Take 5 With Taylor Design’s Kevin Hinrichs

In this series, Healthcare Design asks leading healthcare design professionals, firms, and owners to tell us what has their attention and share ideas on the subject.

Kevin Hinrichs is the president of Taylor Design, an architecture, planning, interior design, and design strategy firm with five California offices. Here, he shares his thoughts on caring for healthcare workers, supply chain disruptions, and designing for disaster.

 

  1. Caring for healthcare staff

Even before COVID, prioritizing space for healthcare staff was a battleground for negotiation. Caregivers never ask for special treatment because that’s just who they are. As a result, healthcare staff historically have received leftover space, such as windowless breakrooms in the pits of the facility. But the constant and intense pressure that caregivers face requires a place of respite. This grew more obvious during COVID, not only because there were so many sick and dying patients, but because family and friends couldn’t help ease the burden. Though healthcare planning constantly struggles to prioritize space for staff in the context of overall facility cost, owners are now more aware of the need to provide sufficient and suitable space for caregivers, including outdoor spaces exclusive to staff.

  1. Moneyball and healthcare

Healthcare leaders want relevant statistical information to guide their facility design and operations decisions, and this is creating a surge of data in our industry. Interpreting this data is a complex value proposition. It reminds me of the film “Moneyball,” which tells the story of how data disrupted the entire baseball industry. Healthcare leaders still need to know what to look at and how to interpret it, but they’re eager to use the available data on factors such as demographics, patient treatment flows, and spatial needs to optimize the limited number of resources and space they have. This saves time and money, while also delivering a better experience for patients, visitors, and staff. For example, a healthcare system saved more than $25 million by consolidating space for catheterization labs, pre-operative bays, and post-anesthesia care units after consulting demand-time data.

  1. Supply chain disruptions

The worldwide supply chain crisis has affected healthcare design—as it has other construction markets—because we can no longer reliably procure or accurately predict the delivery of materials and equipment critical to facility completion. We’ve had materials fail to arrive when expected, leaving the subcontractors we scheduled unable to complete their work. Then, when the materials finally did come in, subcontractors were unavailable. Because of the ripple effect that a supply chain disruption can cause to the design schedule, project teams must pay more attention upfront to what is likely and not likely to be available for procurement. This means doing parallel designs, as well as using varied materials and construction processes to build flexibility into the process. Decisions on what to specify and how to construct the project need to happen much further in advance to allow time for designers to properly coordinate with other disciplines.

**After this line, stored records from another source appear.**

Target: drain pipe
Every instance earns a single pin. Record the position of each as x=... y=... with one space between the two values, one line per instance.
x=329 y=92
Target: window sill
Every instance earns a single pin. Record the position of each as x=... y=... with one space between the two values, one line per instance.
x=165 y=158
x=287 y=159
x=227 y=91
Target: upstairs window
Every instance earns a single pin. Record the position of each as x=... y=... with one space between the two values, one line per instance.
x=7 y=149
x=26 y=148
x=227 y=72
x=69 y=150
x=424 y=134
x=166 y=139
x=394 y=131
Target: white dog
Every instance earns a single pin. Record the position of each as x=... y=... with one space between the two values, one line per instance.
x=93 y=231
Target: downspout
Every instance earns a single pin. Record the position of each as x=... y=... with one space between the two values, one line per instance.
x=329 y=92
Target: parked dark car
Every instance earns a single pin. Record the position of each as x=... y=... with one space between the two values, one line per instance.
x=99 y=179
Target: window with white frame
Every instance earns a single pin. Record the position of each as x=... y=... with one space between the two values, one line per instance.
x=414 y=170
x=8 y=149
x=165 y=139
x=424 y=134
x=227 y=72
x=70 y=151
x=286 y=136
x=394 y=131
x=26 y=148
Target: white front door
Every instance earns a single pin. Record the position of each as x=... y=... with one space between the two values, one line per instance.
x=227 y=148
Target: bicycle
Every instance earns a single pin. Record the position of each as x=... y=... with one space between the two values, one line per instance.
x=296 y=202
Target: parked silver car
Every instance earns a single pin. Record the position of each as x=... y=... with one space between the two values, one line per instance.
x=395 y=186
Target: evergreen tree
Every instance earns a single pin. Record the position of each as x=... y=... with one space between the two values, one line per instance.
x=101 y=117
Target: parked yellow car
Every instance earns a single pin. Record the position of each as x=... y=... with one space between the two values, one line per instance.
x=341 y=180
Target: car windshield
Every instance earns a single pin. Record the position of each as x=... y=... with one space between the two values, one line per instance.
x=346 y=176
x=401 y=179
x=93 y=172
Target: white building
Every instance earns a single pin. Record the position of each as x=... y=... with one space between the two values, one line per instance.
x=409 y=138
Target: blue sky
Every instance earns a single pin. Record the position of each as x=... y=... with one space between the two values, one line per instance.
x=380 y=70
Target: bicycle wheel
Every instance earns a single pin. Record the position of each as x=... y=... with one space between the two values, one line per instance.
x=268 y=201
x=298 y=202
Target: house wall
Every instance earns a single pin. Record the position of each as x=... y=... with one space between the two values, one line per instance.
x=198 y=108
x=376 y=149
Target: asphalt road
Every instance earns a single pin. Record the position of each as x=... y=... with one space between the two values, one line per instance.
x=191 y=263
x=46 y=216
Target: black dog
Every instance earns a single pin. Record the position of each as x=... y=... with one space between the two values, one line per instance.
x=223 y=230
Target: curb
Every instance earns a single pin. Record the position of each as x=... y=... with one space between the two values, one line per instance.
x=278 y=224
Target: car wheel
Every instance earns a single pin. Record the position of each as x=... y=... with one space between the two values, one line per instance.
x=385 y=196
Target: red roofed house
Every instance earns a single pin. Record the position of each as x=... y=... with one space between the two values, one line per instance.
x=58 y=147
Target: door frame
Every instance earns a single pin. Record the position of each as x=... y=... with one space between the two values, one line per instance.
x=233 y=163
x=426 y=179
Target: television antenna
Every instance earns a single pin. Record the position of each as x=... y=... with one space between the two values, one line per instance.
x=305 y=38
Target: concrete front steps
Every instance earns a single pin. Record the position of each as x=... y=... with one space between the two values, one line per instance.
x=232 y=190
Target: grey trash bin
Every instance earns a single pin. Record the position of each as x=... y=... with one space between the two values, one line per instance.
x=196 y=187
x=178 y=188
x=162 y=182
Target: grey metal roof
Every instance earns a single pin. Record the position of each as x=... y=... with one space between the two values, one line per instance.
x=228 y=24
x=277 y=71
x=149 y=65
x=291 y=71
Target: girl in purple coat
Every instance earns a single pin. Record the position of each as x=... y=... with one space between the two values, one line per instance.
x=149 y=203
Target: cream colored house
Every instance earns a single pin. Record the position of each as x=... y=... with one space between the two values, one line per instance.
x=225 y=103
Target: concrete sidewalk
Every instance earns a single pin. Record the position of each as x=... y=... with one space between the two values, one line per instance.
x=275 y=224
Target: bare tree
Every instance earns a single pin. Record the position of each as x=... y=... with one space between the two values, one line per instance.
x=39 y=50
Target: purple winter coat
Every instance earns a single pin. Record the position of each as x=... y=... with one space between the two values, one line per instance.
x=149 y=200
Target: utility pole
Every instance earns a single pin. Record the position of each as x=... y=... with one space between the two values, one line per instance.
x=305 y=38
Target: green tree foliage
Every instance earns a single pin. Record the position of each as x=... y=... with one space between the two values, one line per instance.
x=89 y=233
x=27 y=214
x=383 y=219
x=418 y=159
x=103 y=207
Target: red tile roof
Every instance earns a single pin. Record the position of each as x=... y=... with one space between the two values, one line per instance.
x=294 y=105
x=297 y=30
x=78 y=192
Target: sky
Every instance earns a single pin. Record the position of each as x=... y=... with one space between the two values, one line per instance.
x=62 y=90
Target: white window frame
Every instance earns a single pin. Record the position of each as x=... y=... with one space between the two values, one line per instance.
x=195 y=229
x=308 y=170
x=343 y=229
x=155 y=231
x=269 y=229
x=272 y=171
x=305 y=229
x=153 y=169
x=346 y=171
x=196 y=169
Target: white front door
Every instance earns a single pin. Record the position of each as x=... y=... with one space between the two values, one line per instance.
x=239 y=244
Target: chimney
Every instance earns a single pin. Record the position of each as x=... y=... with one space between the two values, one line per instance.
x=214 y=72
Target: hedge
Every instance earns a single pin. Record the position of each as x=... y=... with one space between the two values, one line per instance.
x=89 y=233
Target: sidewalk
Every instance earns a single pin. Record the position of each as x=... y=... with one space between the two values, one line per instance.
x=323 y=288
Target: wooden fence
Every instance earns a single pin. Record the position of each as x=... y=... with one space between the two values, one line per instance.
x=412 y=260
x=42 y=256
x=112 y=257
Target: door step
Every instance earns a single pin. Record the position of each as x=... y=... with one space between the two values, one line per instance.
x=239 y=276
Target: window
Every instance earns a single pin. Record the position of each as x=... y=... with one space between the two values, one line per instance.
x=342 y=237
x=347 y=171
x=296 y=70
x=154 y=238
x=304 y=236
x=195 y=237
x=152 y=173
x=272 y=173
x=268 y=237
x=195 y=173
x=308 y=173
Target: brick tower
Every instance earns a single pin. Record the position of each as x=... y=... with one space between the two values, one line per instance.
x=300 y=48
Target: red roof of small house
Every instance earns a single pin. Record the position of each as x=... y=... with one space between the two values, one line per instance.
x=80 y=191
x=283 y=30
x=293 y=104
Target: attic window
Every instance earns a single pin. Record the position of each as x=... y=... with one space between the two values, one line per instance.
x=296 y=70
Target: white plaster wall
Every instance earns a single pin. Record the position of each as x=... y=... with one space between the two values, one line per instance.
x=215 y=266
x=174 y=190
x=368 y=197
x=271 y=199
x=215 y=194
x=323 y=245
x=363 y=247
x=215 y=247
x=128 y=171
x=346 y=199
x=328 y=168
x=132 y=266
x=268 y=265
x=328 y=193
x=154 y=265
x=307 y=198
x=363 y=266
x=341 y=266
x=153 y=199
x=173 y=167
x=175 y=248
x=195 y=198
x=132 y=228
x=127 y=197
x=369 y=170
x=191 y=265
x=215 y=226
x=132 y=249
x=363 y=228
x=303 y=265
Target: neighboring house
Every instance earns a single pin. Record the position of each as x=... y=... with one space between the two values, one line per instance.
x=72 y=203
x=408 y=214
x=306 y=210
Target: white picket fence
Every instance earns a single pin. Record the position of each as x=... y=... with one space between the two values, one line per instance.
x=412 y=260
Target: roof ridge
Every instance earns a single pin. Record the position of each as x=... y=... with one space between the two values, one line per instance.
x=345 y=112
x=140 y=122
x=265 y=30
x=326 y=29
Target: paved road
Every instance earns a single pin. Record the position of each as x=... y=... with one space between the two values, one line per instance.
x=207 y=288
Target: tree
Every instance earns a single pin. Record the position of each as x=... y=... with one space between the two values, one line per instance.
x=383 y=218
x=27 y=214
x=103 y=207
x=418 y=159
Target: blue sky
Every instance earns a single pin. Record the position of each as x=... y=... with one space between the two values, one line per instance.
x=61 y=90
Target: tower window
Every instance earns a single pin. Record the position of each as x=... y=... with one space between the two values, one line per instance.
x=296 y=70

  1. Designing for resiliency

We are based in California, so between wildfires, earthquakes, and floods, we’re familiar with the concept of designing resiliency into our healthcare facilities. Then came COVID and we saw our hospitals and healthcare clinics completely change how they function to accommodate this new threat. In light of this, one of our senior associates is working with the California Department of Healthcare Access and Information (HCAI) to develop an emergency design guide to help healthcare networks build resiliency and flexibility into their emergency departments. The goal is to encourage design that helps healthcare systems respond better to disasters by creating adaptable facilities that allow them to flip a switch and function very differently in a crisis. For example, designing enough flexibility into treatment rooms to enable them to accommodate burn victims quickly and efficiently in the event of a massive fire casualty event. (For more on COVID-19’s impact on healthcare design go here.)

  1. Diverse design input

In our approach to healthcare facility design, we value diversity in the term’s broadest sense. Diverse technical experience from team members who have worked in a different industry or country offers us a wealth of alternatives when addressing a unique design challenge. Diverse specialty advisors, including those representing health sciences, facility planning, healthcare management, and medical operations, are brought into our team to address all aspects of a facility’s function and purpose. Diverse stakeholders, including patients, family, and healthcare providers, offer input on the design process and ultimately the design outcome. Collecting these diverse viewpoints, then synthesizing and implementing the best ideas, helps us improve efficiency, which can decrease building size, reduce cost, and limit waste.